Mr JOYCE (New England) (13:59): On 1 June Vikki's and my son Tom took his first breath. This was not the start of his life. The reality is that he was part of this world for some time and was merely passing from one room to another. We had, and have, an absolute responsibility to Tom, but we never owned him. He was more than merely a property right; he was a person. He attained this indivisible right of being alive long before he was born. Tom had rights, even though he was not conscious of them. They should not be removed by a parliament. He committed no crime.
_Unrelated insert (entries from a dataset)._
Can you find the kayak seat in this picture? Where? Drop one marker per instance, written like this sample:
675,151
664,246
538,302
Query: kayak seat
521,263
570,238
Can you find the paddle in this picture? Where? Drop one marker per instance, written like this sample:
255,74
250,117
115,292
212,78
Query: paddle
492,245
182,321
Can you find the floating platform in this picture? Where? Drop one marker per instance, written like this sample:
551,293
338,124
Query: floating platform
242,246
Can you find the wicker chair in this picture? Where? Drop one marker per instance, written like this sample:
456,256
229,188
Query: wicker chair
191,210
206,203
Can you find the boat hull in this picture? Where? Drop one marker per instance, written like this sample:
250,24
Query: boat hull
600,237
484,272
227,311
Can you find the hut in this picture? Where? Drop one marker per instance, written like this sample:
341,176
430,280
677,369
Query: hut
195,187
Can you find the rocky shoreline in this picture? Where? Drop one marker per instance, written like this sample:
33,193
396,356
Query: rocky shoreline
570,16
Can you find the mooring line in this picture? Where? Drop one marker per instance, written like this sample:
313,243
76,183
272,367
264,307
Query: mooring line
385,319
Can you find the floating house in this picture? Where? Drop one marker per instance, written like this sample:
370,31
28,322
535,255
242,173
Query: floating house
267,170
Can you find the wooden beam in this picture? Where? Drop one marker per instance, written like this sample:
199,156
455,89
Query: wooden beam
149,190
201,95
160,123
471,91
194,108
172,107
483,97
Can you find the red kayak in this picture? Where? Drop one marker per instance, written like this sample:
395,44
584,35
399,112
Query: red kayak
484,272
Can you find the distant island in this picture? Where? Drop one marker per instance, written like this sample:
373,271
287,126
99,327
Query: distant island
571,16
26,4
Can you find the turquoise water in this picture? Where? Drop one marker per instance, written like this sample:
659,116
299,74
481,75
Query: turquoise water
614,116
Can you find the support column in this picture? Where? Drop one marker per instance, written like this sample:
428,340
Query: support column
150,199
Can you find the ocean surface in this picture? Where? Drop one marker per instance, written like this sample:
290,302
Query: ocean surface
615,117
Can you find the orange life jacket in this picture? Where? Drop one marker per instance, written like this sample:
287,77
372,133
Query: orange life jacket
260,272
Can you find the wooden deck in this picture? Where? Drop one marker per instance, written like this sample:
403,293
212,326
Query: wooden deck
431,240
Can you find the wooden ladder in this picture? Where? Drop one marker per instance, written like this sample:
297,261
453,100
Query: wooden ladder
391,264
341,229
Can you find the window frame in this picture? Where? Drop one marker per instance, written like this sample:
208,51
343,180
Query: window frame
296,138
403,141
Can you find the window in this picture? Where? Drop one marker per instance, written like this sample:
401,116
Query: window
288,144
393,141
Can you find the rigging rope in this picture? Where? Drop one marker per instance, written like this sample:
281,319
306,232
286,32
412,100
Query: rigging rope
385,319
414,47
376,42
The hour of birth is an arbitrary point in modern medicine, within a range of two to three months. His birth, to Tom, did not endow him with greater meaning as a person. As parents we had no lesser responsibilities than when Tom left the hospital, being totally reliant on our nurturing and protection.

Inside the womb, Tom kicked, punched, grabbed his umbilical cord, felt pain, slept and dreamed. With ultrasound, he was most certainly seen in real human form. To say he didn't have the rights of other human life is to say he must have been subhuman. Historically, that concept is not unusual; people were informed by the social mores of their time. But I don't believe that any person, any doctor or any parliament has the power today to declassify another person as less than human, and, by so doing, remove their most fundamental right: to be alive.

In the New South Wales parliament, they are debating whether Tom had no classification of human rights. Whether before his umbilical cord was cut— (Time expired)

The SPEAKER: In accordance with standing order 43, the time for members' statements has concluded.